Il comportamento effimero di queste folle rispecchia quanto descritto da Victor Turner [1972] su ciò che ha chiamato communitas, ovvero dei gruppi sociali organizzati in antitesi con le forme gerarchizzate delle società. Questo carattere anti-strutturale prende vita sotto forma di un impetuoso slancio iniziale che, tuttavia, tende ad affievolirsi col tempo per poi (ri)conformarsi alla struttura sociale [ibidem]. Gruppi quali hippies, movimenti millenaristici, così come alcuni movimenti antipolitici della storia recente italiana hanno condiviso tutti il medesimo percorso: agli occhi dei diversi spettatori, proprio come stelle cadenti, hanno squarciato lo spazio sociale con la loro energia, per poi svanire o fissarsi in una struttura inizialmente osteggiata.
Orde con un capo
Se le folle hanno una durata transitoria, le masse come quelle religiose e l’esercito presentano una lunga durata. Questa differenza è dovuta, secondo Freud [2011], al fatto che le masse salvaguardano la propria dissoluzione e i propri ideali servendosi di artifici, cioè forme di coercizione esterne. Infatti, basti pensare a come i tentativi di uscirne possano essere osteggiati tramite punizioni o vincolati a condizioni ben definite per osservare queste forme di resistenza allo sgretolamento. A questo va ad aggiungersi quella «medesima illusione, in base alla quale esiste un capo supremo […] che ama di amore uguale tutti i singoli componenti della massa» [ivi, p.215]. Grazie a questa illusione «ogni singolo individuo è libidicamente legato da un lato al capo (il Cristo, il comandante supremo), dall’altra agli altri componenti la massa» [ivi, p.216].

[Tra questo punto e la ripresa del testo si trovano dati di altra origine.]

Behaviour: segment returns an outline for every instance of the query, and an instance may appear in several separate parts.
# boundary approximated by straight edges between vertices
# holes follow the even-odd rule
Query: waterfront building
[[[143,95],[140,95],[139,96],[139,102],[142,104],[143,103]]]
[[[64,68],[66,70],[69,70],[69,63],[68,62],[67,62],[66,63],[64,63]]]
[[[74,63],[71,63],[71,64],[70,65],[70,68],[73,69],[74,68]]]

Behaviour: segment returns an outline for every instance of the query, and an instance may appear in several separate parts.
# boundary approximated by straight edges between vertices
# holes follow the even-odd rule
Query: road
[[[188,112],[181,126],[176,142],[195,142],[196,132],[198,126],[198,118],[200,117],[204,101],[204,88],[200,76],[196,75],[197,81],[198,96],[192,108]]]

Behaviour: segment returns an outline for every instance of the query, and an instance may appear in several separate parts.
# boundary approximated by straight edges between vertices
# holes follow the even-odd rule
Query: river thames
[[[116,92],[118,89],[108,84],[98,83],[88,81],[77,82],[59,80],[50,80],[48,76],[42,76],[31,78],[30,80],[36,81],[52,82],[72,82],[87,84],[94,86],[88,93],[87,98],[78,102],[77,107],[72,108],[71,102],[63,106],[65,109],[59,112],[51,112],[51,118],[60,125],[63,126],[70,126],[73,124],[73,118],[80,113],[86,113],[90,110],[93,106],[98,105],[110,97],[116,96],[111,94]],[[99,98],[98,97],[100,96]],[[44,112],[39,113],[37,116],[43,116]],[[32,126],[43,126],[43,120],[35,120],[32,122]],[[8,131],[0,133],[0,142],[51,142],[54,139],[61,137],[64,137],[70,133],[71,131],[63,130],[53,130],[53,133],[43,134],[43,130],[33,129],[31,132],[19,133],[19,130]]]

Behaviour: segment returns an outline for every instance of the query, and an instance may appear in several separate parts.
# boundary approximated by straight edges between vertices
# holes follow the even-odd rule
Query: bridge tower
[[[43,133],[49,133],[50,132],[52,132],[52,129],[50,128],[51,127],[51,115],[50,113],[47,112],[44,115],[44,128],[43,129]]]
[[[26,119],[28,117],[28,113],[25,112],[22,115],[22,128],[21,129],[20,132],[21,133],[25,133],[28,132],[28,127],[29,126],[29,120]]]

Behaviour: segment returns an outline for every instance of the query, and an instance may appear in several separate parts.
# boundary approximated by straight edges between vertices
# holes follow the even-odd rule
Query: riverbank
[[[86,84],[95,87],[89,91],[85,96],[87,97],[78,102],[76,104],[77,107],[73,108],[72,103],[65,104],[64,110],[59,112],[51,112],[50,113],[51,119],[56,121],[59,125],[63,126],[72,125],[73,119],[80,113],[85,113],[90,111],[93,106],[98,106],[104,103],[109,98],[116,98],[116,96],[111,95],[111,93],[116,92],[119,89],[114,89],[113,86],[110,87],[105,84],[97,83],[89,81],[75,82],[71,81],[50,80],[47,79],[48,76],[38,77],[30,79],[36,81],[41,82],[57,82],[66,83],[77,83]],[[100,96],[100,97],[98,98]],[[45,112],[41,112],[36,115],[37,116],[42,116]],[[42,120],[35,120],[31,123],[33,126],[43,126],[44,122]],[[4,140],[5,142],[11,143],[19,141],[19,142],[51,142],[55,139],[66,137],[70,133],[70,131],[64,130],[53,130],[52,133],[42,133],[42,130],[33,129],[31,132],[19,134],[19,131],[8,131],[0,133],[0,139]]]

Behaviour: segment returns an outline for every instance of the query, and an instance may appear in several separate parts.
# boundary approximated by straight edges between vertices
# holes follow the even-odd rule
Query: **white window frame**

Le masse descritte da Freud, a differenza delle folle, sono in grado di resistere alla corrosione del tempo proprio grazie a questa duplice identificazione. Infatti, ciò che anima una massa è il fatto che un certo numero di individui condividono il medesimo affetto ed ammirazione per un capo (o un ideale). Nel fare ciò, ciascun singolo si spoglia della propria individualità e del proprio modo d’essere personale, per proiettare il proprio ideale dell’Io sulla figura del leader. Ad esempio, la vittoria di Trump nelle elezioni del 2017 può essere letta proprio in questa chiave freudiana. Infatti, Donald Trump incarnava quegli ideali dell’American Dream diffusi tra gli elettori statunitensi: «Due pilastri di questo mito fondativo sono il modello del self-made man e l’idea di “frontiera” intesa come sfida; […] il self-made man è colui che si costruisce attraverso una sfida e punta a raggiungere una meta, una “frontiera”» [Scarduelli, 2011:63].
Massa, folla, communitas: un bilancio
Come insegna Victor Turner, «la società (societas) sembra più un processo che una cosa – un processo dialettico con fasi successive di struttura e communitas. Sembrerebbe esserci un ‘bisogno’ umano […] di partecipare a entrambe le modalità» [Turner, 1972:216]. Questo “bisogno umano” è stato evidenziato da Freud come la ricerca di appartenere ad un gruppo nel quale acquisire un senso sia di appartenenza, che di invincibilità. La pulsione gregaria è una componente cruciale per la nostra specie, la quale ci ha permesso di sopravvivere almeno sin qui. Tuttavia, come Le Bon e Freud hanno messo in luce, all’interno della massa avviene una regressione dell’attività psichica: «La massa è straordinariamente influenzabile e credula, è acritica, per essa non esiste l’inverosimile. [… Essa] non conosce quindi né dubbi né certezze. Corre subito agli estremi, il sospetto sfiorato si trasforma subito in evidenza inoppugnabile, un’antipatia incipiente di odio feroce» [Freud, 2011:198].
Se è vero che le masse e le folle sono capaci di azioni riprovevoli, è altrettanto vero che in alcuni casi hanno portato a creazioni importanti proprio per il fatto che il comportamento etico può essere superiore (come inferiore) rispetto all’individuo isolato. Il rischio di smarrimento di sé c’è e ci sarà sempre fino a quando prenderanno vita queste aggregazioni sociali. Oggi, sulla base degli avvenimenti della storia più o meno recente, non ci resta che interrogarci se il prezzo di questa perdita individuale porti ad impatti effimeri o nocivi, oppure a risultati positivi e duraturi per le società.
Riccardo Montanari
Bibliografia
Freud, S., Psicologia delle masse e analisi dell’Io, Bollati Boringhieri, Torino 2011.
Le Bon, G., Psicologia delle folle, Edizioni Clandestine, Massa, 2013.
Scarduelli, P., I riti del potere, Carocci editore, Roma, 2014.
Turner, V., Il processo rituale. Struttura e antistruttura, Morcellania, Brescia, 1972.